Pendant ce temps, sur une chaîne de télévision privée, on diffuse une rencontre de ce samedi 6 février des paramédicaux avec le Premier ministre Camille Vital. Dans cet autre reportage il est clairement véhiculé que les problèmes des indemnités, de grille indiciaire et autres sont déjà entre les mains du gouvernement et que le dossier sera examiné en conseil. Le représentant des paramédicaux a toutefois indiqué dans ce reportage que la grève se fera plus dure, autrement dit s’étalera sur plusieurs jours de la semaine, jusqu’à satisfaction des revendications.
Or sur une autre station radio, un leader des paramédicaux en grève confirme les propos des personnels de Santé en général, médecins et paramédicaux confondus selon lesquelles il ne s’agit pas de revendications ponctuelles et spécifiques mais de considérations générales. Tous observeront la grève du moment que le statut particulier des personnels de Santé ne sera pas accordé. Le reste découlera de source, a-t-il signifié.

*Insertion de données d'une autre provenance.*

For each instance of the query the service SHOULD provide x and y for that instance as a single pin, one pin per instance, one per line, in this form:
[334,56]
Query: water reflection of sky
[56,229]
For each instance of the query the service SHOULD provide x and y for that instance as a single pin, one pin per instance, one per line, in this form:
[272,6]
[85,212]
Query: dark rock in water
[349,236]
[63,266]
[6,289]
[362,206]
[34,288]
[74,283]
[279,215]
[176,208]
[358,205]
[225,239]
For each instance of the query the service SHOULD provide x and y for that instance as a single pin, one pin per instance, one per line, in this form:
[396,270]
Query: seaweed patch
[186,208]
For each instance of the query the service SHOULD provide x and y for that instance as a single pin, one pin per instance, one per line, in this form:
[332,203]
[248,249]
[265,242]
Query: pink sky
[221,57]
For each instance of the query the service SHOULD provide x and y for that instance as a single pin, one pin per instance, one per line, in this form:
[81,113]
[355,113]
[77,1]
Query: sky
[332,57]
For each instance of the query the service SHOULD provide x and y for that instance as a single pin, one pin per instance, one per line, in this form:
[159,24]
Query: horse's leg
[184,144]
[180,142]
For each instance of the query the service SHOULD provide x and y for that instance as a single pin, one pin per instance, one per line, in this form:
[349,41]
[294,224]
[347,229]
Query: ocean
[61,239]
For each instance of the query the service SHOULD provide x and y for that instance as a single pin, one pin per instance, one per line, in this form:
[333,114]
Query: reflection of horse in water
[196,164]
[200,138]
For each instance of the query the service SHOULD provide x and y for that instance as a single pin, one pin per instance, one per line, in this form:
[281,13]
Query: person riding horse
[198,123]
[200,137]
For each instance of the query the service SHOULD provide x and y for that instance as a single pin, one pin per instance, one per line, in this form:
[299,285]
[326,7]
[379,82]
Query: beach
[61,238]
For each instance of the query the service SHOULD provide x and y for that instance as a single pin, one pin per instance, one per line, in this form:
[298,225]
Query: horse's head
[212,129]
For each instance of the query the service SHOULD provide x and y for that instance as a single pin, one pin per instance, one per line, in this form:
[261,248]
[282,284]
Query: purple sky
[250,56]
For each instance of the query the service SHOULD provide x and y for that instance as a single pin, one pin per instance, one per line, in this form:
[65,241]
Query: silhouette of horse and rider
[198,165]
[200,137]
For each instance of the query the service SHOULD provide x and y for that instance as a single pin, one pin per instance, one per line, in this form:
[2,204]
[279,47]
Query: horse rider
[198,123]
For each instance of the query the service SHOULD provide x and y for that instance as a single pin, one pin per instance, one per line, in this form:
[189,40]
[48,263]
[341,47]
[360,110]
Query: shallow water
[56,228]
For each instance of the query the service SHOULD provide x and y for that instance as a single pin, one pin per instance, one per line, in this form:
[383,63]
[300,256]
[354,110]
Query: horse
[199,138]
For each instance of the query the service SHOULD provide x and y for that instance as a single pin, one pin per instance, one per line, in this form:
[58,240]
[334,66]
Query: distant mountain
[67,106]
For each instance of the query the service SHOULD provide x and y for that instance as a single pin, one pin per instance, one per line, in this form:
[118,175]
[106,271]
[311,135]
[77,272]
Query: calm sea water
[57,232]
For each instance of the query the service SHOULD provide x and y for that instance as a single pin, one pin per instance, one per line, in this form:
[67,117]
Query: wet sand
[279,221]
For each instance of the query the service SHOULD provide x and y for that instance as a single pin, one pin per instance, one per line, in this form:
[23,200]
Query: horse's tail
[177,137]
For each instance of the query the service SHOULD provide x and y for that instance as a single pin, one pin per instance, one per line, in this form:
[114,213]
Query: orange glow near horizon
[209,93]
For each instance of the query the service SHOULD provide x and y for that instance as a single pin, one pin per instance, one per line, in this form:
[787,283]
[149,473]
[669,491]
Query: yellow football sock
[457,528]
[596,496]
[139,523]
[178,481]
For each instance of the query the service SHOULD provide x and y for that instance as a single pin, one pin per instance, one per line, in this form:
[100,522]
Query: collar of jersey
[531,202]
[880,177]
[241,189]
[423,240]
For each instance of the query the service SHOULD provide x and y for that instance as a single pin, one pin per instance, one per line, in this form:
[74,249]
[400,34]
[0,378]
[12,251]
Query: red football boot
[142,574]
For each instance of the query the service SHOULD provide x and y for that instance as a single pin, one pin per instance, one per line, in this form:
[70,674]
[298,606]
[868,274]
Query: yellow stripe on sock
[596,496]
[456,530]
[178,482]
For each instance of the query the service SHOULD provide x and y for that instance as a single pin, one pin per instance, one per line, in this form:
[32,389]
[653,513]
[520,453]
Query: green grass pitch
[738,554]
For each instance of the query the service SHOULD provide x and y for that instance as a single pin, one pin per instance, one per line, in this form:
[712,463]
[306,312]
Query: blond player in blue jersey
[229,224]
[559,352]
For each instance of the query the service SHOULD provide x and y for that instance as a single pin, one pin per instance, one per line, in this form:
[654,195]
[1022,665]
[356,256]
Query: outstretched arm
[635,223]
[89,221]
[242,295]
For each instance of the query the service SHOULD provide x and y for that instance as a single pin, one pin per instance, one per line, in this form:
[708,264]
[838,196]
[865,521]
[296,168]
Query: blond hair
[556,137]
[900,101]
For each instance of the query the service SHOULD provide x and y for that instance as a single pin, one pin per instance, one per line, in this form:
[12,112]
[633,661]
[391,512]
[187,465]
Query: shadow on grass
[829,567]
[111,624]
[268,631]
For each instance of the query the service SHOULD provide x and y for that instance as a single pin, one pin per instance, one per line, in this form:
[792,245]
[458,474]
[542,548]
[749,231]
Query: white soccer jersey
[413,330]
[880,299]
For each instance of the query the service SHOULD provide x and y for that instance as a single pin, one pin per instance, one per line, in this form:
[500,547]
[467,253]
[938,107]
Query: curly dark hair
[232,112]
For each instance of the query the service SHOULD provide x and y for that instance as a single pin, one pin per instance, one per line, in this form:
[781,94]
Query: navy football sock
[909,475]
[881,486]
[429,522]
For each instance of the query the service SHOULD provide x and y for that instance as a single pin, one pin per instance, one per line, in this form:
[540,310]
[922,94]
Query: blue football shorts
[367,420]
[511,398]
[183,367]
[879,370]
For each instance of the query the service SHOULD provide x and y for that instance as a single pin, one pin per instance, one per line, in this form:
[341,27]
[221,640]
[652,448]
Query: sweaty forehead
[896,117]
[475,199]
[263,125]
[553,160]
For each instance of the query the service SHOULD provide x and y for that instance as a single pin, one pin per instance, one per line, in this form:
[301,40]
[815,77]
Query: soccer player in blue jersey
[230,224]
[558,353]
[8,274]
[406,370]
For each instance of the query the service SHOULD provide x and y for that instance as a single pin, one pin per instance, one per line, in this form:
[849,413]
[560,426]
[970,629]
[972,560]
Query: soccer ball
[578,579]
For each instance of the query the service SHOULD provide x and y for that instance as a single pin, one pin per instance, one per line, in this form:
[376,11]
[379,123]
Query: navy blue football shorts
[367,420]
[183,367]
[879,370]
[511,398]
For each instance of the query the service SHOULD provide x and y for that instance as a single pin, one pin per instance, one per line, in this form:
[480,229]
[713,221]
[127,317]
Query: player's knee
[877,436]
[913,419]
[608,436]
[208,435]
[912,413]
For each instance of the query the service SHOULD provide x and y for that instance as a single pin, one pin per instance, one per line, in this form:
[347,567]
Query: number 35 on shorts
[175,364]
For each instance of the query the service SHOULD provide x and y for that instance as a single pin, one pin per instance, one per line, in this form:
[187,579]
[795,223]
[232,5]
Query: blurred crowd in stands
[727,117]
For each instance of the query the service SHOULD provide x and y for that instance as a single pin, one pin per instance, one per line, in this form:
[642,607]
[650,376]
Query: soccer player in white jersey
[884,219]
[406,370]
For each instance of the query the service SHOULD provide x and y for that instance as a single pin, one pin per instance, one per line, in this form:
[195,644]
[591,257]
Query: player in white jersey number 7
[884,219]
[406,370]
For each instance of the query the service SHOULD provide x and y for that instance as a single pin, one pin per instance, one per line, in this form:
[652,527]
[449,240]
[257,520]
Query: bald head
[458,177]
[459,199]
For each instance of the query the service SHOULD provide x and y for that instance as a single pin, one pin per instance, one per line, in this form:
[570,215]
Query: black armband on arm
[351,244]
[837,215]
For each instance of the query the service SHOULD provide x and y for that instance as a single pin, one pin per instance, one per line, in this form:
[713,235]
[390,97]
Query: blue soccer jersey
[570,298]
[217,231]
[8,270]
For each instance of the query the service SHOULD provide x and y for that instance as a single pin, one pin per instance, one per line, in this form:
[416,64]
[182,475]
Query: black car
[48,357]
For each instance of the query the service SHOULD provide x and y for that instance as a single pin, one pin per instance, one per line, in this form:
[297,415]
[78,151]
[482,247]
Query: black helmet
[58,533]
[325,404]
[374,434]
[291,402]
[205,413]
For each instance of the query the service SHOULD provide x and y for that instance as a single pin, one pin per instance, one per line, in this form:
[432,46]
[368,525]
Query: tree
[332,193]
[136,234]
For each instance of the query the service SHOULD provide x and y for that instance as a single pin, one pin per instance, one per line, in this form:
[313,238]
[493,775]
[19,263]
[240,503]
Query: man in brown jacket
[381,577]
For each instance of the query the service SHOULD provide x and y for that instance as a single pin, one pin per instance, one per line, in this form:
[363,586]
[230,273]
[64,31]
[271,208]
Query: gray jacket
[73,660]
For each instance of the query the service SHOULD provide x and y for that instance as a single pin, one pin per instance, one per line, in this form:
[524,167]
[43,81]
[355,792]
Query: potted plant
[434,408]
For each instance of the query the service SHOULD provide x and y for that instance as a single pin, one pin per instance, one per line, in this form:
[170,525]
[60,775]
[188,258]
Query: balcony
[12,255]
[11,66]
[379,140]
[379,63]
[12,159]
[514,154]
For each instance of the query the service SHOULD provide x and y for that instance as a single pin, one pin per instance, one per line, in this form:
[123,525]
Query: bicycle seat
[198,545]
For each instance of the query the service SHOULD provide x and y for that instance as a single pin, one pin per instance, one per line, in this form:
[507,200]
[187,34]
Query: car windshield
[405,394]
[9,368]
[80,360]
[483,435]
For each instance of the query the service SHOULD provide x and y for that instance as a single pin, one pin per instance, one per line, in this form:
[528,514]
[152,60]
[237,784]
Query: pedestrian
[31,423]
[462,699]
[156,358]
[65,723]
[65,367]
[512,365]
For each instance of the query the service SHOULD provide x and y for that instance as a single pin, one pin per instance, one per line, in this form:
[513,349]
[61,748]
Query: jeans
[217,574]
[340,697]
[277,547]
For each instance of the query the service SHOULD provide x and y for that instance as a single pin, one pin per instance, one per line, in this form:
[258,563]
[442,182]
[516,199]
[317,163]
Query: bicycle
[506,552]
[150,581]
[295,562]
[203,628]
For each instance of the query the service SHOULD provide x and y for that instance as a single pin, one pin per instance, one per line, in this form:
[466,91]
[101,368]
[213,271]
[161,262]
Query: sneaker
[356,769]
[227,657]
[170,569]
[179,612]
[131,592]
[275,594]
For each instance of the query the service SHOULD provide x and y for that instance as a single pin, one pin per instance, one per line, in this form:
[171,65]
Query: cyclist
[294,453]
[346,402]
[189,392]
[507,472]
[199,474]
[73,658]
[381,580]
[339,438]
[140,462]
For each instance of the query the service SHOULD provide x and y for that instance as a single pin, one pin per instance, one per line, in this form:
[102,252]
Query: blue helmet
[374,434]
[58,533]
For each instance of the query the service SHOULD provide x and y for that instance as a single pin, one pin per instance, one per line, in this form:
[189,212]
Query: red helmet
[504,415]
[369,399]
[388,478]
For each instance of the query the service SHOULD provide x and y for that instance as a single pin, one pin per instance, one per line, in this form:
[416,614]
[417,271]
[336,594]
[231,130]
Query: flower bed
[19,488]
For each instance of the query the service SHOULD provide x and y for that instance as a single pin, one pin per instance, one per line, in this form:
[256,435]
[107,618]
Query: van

En tout cas, des délégués des paramédicaux en grève dans les régions (Vakinankaratra, Alaotra-Mangoro…) ont exprimé lors de leur passage au CHUJRA Ampefiloha ce lundi 8 février, leur solidarité et leur entière adhésion à cette revendication de leur statut en premier lieu.
La grève des médecins se fait de plus en plus pressante car d’après un médecin, ils pourraient déclencher une grève générale et totale du moment qu’un des leurs est menacé ou subit des pressions de quelque nature que ce soit dans ce mouvement. Les médecins craignent qu’ils ne soient l’objet d’une quelconque intimidation, physique ou morale. Il apparait donc que le bras de fer se durcit entre les autorités de fait et les personnels de Santé. Jusqu’à maintenant, ces médecins soulignent qu’ils ont toujours soigné les malades en urgence et qu’ils ne sont pas en train de prendre le public en otage. Le vice Premier ministre en charge de la Santé pour sa part s’en tient au projet qui a déjà été présenté auparavant et qui a reçu l’aval des autres ministères. Ce projet sera examiné en conseil déclare lui aussi le Premier ministre.